The case-controlled study of more than 860,000 US adults found that the excess cardiovascular risk conferred by gout was almost 50% in men.
But in people aged under 45 the risk was more than double (HR 2.22). And women with gout were 88% more likely to develop cardiovascular disease compared to matched controls.
The study included more than 150,000 participants with gout, had an average age of 56 and were mostly men (almost 80%).
Over a median follow-up of 6.5 years, 21% of participants with gout developed cardiovascular disease compared with 15% of those without gout.

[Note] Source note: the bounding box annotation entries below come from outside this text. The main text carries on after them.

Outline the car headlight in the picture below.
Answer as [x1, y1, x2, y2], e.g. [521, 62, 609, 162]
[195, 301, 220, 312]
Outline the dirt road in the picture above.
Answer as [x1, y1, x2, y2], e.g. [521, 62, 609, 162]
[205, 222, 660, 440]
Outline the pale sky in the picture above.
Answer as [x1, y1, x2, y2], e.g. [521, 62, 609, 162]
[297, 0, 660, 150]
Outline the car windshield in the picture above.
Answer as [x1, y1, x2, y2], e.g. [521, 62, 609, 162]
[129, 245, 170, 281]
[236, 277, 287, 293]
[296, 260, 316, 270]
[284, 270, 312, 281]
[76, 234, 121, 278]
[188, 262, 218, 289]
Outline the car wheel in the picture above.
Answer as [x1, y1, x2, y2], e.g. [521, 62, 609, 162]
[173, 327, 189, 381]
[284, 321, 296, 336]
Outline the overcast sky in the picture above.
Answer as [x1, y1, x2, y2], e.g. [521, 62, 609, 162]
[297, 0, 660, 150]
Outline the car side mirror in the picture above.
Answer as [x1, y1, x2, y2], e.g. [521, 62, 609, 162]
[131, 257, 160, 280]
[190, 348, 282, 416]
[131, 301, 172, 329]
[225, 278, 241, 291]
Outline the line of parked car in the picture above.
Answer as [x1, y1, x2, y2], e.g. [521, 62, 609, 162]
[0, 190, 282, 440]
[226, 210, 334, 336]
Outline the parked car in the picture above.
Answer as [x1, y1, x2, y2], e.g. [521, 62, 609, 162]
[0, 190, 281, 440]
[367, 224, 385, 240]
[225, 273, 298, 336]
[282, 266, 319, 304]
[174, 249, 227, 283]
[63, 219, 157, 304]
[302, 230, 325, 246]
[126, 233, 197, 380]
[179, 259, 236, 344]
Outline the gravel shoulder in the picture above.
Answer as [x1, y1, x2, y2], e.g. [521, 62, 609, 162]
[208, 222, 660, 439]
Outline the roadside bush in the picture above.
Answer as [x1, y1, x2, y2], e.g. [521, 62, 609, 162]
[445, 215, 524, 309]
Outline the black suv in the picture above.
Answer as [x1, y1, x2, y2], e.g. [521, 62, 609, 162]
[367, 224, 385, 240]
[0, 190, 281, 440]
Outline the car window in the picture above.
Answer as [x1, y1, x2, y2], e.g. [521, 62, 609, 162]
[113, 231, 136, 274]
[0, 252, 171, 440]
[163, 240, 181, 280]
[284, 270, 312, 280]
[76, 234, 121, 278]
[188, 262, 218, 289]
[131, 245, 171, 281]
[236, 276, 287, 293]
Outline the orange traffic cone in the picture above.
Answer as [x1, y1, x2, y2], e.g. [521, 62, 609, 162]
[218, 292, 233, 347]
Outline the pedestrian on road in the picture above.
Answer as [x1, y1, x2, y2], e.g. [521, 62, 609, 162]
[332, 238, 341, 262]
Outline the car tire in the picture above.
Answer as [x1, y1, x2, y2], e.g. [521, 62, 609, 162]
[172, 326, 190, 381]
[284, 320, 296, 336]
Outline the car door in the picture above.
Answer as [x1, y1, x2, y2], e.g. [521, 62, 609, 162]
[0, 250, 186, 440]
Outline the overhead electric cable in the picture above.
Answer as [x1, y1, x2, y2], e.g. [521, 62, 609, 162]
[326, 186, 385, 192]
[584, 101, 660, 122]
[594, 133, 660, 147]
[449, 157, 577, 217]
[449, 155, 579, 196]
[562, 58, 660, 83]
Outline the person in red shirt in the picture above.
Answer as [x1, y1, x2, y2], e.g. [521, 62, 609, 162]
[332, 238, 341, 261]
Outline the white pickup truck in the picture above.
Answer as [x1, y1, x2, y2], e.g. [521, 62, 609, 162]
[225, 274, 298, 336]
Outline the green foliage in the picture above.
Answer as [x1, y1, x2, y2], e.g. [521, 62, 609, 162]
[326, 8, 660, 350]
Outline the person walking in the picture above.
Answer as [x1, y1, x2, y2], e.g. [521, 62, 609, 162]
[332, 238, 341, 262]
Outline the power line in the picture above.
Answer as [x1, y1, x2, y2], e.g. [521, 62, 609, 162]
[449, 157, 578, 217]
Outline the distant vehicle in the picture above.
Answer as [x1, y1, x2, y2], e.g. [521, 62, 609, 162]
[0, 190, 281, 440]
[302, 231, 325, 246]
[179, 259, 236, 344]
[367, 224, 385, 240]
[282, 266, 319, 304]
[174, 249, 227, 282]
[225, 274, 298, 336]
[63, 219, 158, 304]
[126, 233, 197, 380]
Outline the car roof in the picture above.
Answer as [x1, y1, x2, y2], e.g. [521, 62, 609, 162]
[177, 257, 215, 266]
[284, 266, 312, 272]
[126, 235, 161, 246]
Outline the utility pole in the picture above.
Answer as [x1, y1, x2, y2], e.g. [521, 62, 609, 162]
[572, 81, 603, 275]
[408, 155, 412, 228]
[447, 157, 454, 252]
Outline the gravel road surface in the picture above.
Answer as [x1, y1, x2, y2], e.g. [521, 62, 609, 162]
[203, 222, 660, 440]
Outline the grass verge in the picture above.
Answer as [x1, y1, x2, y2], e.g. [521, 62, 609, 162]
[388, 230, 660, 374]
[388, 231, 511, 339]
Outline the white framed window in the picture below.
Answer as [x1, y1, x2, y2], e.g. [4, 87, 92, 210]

In the study, 12 different conditions were included under the spectrum of cardiovascular diseases, including stroke, heart failure, arrhythmias, aortic aneurysm, ischaemic heart disease, thromboembolic diseases and valve disease.
Researchers conceded the study showed what one might be expected – that those adults with gout were more likely to have other cardiovascular risk factors such as a higher BMI, dyslipidaemia, hypertension and type 2 diabetes.

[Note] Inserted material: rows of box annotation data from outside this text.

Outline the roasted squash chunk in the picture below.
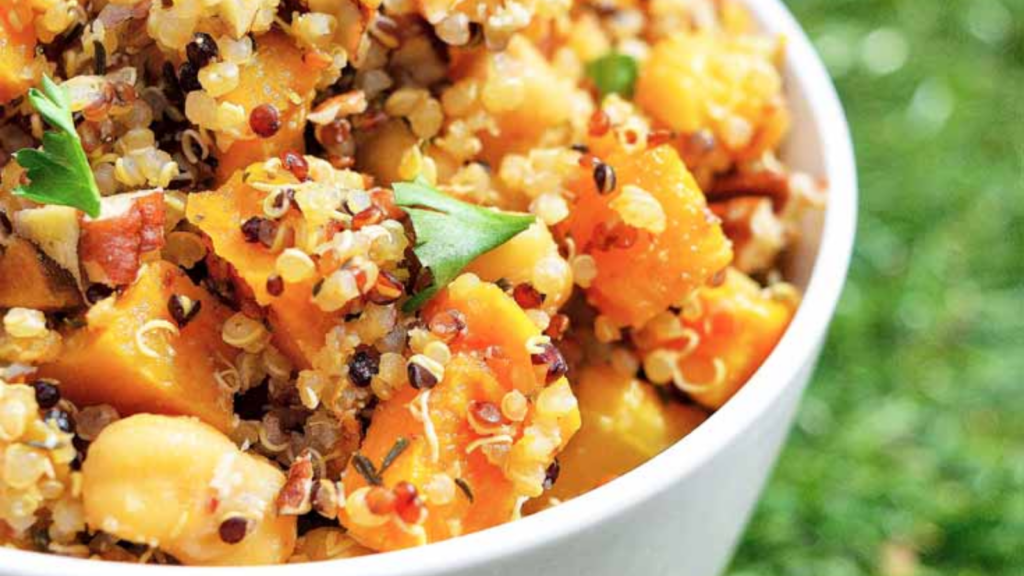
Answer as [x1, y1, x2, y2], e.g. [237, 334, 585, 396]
[0, 0, 42, 105]
[636, 32, 790, 160]
[442, 36, 577, 166]
[466, 221, 572, 314]
[564, 142, 732, 327]
[637, 269, 797, 409]
[40, 261, 234, 430]
[0, 238, 82, 312]
[530, 364, 707, 509]
[217, 32, 319, 182]
[82, 414, 296, 566]
[187, 173, 335, 368]
[340, 275, 580, 550]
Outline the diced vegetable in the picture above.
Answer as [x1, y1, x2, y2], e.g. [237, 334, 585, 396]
[636, 32, 790, 160]
[82, 414, 296, 566]
[341, 275, 580, 550]
[531, 364, 707, 508]
[452, 36, 575, 166]
[14, 206, 82, 286]
[0, 238, 82, 312]
[466, 221, 572, 314]
[565, 142, 732, 327]
[187, 173, 335, 368]
[0, 0, 42, 105]
[40, 261, 234, 430]
[639, 269, 797, 409]
[217, 32, 319, 182]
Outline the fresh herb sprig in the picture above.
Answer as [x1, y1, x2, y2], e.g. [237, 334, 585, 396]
[14, 76, 100, 217]
[393, 178, 535, 312]
[587, 52, 640, 98]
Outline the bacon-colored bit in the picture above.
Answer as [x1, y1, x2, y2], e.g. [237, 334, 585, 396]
[368, 270, 406, 305]
[544, 314, 569, 340]
[367, 486, 397, 516]
[529, 344, 569, 384]
[278, 452, 313, 516]
[352, 205, 384, 230]
[370, 188, 406, 220]
[647, 128, 676, 148]
[427, 308, 466, 342]
[587, 109, 611, 138]
[78, 191, 165, 286]
[512, 283, 544, 310]
[281, 150, 309, 180]
[306, 90, 367, 126]
[707, 166, 790, 207]
[302, 50, 334, 70]
[394, 482, 427, 524]
[469, 400, 505, 427]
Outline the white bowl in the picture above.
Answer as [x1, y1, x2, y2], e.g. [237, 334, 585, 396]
[0, 0, 857, 576]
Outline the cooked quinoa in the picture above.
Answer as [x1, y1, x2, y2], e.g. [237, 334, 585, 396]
[0, 0, 824, 565]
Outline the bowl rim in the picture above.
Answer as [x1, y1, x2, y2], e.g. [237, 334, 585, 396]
[0, 0, 857, 576]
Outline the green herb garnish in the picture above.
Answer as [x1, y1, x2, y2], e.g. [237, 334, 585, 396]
[14, 76, 99, 217]
[352, 452, 384, 486]
[587, 52, 640, 98]
[393, 178, 535, 312]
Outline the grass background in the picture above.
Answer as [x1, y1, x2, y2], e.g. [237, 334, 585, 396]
[730, 0, 1024, 576]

However, even adjusting for the presence of these risk factors there was still an excess risk of cardiovascular disease related to gout in the order of 30%.
“Current strategies to reduce cardiovascular risk in people with gout need to be further developed and implemented,” the researchers said in The Lancet Rheumatology.
“Inclusion of gout into routinely used cardiovascular risk scores, such as QRISK, and into cardiovascular disease prevention guidelines appears warranted.”
Perth rheumatologist and clinical associate professor at the University of Western Australia, Dr Helen Keen, said the study confirmed that gout was associated with an increased risk of cardiovascular disease.
“The novel thing about [this study] is that it broadens what it’s looking at from the traditional cardiovascular disease that we think of as associated with gout – that is, heart attacks and heart failure – to look at other things that we might not have thought was associated with gout, such as valvular disease or atrial fibrillation,” she told The Medical Republic.
“It’s further evidence that we need to be treating gout as a chronic condition and managing it better.
“We need to reframe the community’s perception of gout that it affects certain people, or that people earn the gout through their behaviour, because it’s not that at all.
“It certainly can affect young people. It certainly can affect older women. It very rarely affects young women, probably because of their oestrogen hormones, but certainly older women and younger men can get gout and they’re the people who have some of the worst outcomes.”
Professor Keen said the relationship between urate and cardiovascular outcomes had been studied extensively, and studies had shown that high serum urate in a person without gout was not conclusively associated with poor cardiovascular outcomes.
“Hyperuricemia per se has not definitively been established to be associated with poor cardiovascular outcomes.
“Hyperuricemia drives gout, but it’s probably multifactorial – the inflammation that people get from acute gout or the inflammation from chronic gout, or a combination of those things.
“If you lower the uric acid so that people with gout no longer get gout, then almost certainly you would assume from scientific principles that their cardiovascular risk would reduce, but it’s very difficult to prove that definitively in an RCT because it’s probably unethical to do and you need very big numbers.
“The challenge is to optimally manage gout, particularly in those young men and women. And this is an issue for the whole community, from changing community perceptions, healthcare seeking behaviours, therapeutic adherence, and clinicians’ awareness of the issues and guidelines,” Professor Keen said.